Para garantir que o recurso chegue com qualidade internacional às torneiras dos cidadãos, as equipes da Cagece operam em regime de 24 horas na Estação de Tratamento de Água (ETA) Gavião, a maior unidade do sistema. Principal estação de tratamento do estado, a unidade é responsável por processar e distribuir água potável através de redes que interligam reservatórios estratégicos, utilizando tecnologia de ponta para assegurar a potabilidade exigida pelo Ministério da Saúde.

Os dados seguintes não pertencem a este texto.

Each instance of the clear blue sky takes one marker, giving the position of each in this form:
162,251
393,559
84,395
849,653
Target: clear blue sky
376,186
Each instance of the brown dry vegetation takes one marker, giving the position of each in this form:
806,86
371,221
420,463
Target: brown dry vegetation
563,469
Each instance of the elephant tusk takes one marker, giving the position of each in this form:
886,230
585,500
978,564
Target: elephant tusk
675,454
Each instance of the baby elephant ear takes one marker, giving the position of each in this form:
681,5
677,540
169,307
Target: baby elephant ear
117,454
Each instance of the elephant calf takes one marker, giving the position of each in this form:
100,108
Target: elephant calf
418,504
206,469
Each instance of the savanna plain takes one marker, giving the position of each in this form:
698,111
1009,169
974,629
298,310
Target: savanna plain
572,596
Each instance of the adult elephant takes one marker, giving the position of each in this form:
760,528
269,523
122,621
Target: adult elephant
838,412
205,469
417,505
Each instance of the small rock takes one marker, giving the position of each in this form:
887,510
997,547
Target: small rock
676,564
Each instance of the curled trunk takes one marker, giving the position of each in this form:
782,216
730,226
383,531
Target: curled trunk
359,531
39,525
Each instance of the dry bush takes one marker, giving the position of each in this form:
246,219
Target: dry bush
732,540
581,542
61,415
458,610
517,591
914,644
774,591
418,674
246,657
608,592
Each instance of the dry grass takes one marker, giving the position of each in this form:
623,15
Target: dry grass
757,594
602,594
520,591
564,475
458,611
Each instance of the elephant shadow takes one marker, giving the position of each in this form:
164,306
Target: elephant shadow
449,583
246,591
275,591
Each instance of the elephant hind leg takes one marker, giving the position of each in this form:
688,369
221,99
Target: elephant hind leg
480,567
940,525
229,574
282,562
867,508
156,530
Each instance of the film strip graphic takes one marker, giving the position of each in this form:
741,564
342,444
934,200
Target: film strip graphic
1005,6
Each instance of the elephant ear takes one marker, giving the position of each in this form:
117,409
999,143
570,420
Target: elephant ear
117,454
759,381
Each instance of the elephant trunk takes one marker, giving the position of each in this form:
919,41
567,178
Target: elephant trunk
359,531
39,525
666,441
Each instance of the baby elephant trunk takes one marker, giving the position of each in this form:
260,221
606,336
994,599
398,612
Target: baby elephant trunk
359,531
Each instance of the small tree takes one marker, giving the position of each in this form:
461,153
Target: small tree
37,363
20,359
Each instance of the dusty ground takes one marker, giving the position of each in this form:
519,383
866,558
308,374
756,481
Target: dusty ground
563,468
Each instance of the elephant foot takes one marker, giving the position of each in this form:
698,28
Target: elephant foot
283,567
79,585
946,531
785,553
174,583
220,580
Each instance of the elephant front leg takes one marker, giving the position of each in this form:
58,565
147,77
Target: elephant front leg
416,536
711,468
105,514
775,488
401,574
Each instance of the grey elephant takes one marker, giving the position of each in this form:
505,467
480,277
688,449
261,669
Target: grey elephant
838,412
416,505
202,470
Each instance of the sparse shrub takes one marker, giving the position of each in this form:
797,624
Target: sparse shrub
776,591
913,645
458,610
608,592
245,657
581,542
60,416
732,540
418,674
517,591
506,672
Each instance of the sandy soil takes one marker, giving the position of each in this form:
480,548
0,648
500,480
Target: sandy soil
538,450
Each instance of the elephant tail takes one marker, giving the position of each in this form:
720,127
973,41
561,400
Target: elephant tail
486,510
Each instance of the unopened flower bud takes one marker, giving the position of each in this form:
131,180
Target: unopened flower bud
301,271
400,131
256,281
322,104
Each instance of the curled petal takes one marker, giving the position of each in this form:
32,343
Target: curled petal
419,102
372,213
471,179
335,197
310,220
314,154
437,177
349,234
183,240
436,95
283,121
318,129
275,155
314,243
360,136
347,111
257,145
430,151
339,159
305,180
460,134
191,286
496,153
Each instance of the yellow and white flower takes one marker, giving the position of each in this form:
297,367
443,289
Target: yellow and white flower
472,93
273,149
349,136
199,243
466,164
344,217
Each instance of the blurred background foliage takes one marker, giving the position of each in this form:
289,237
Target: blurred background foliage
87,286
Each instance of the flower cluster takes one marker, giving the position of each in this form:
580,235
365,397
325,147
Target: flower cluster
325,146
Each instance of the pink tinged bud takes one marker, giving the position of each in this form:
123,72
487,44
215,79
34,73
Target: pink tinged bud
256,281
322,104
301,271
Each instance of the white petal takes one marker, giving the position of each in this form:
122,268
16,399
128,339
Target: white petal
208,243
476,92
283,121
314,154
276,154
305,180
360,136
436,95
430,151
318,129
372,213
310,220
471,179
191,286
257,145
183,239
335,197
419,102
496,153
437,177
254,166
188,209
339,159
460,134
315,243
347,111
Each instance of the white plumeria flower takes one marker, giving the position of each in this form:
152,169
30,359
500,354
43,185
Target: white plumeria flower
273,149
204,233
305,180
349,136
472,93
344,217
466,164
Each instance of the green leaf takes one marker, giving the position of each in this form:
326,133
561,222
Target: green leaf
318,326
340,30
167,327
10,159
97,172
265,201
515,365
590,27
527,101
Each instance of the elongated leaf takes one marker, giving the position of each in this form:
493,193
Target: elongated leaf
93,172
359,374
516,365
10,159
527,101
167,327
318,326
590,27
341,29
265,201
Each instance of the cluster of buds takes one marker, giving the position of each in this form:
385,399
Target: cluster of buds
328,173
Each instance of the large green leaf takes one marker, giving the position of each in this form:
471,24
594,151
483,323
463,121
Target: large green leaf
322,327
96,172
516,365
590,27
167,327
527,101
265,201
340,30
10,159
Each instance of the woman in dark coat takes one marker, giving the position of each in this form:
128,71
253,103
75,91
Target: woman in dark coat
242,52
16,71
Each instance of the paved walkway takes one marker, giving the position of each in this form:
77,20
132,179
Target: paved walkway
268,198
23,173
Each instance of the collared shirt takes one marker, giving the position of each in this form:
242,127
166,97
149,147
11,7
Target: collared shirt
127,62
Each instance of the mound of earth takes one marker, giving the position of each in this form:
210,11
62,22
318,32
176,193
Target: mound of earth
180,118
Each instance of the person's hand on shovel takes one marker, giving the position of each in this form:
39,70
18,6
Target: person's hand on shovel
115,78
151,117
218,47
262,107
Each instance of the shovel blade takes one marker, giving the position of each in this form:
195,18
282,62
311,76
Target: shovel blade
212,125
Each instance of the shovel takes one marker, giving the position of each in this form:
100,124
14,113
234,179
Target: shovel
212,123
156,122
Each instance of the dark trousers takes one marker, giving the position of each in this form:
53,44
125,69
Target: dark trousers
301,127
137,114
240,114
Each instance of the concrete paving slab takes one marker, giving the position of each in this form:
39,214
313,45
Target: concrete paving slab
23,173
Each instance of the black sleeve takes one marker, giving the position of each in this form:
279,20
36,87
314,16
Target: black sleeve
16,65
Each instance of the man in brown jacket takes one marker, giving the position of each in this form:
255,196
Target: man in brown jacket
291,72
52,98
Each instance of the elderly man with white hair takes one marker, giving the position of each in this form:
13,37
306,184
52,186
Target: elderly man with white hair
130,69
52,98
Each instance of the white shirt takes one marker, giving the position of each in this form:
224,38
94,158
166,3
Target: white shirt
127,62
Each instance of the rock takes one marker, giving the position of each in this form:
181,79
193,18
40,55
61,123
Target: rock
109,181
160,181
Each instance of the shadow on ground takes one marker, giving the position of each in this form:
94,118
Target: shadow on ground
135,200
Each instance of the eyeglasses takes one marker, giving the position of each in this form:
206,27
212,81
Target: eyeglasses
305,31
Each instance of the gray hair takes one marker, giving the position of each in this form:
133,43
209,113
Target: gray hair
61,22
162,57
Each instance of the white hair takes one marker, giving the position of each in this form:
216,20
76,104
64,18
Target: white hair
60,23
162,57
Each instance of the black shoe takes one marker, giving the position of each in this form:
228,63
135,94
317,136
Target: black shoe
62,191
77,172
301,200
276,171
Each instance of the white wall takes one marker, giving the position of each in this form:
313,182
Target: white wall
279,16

O caminho da água é complexo e rigoroso. Após ser captada no Açude Gavião, a água percorre canais subterrâneos onde inicia o ciclo de tratamento, que inclui pré-oxidação, coagulação e fluoretação. O coração do sistema conta com 16 filtros descendentes de alta performance que garantem a retenção de impurezas, explica Mércio Pinheiro, coordenador de produção da ETA Gavião.
Antes da distribuição final, a água passa por uma desinfecção terminal com cloro, etapa crucial para eliminar micro-organismos, vírus e bactérias. “Nosso compromisso é com a entrega de um produto que proporcione qualidade de vida e segurança”, destaca a equipe técnica da companhia.
Um diferencial que coloca o Ceará em patamar de destaque é a renovação da acreditação ISO 17025 do Laboratório Central. “Esta certificação internacional garante que as análises feitas a cada duas horas — monitorando parâmetros como turbidez, cloro residual livre e PH — seguem os padrões de qualidade mais rigorosos do mundo”, ressalta Amanda Gondim, técnica em química, do laboratório de tratamento da Cagece.
O sistema opera em um sincronismo milimétrico entre produção, qualidade e adução. Para levar a água a uma altura de aproximadamente 100 metros até o reservatório do Ancuri — de onde é distribuída por gravidade para a capital e região metropolitana — oito potentes bombas operam incessantemente. De acordo com o supervisor de manutenção eletromecânica da Cagece, João Batista, para sustentar essa estrutura, a companhia foca em manutenções preventivas e preditivas.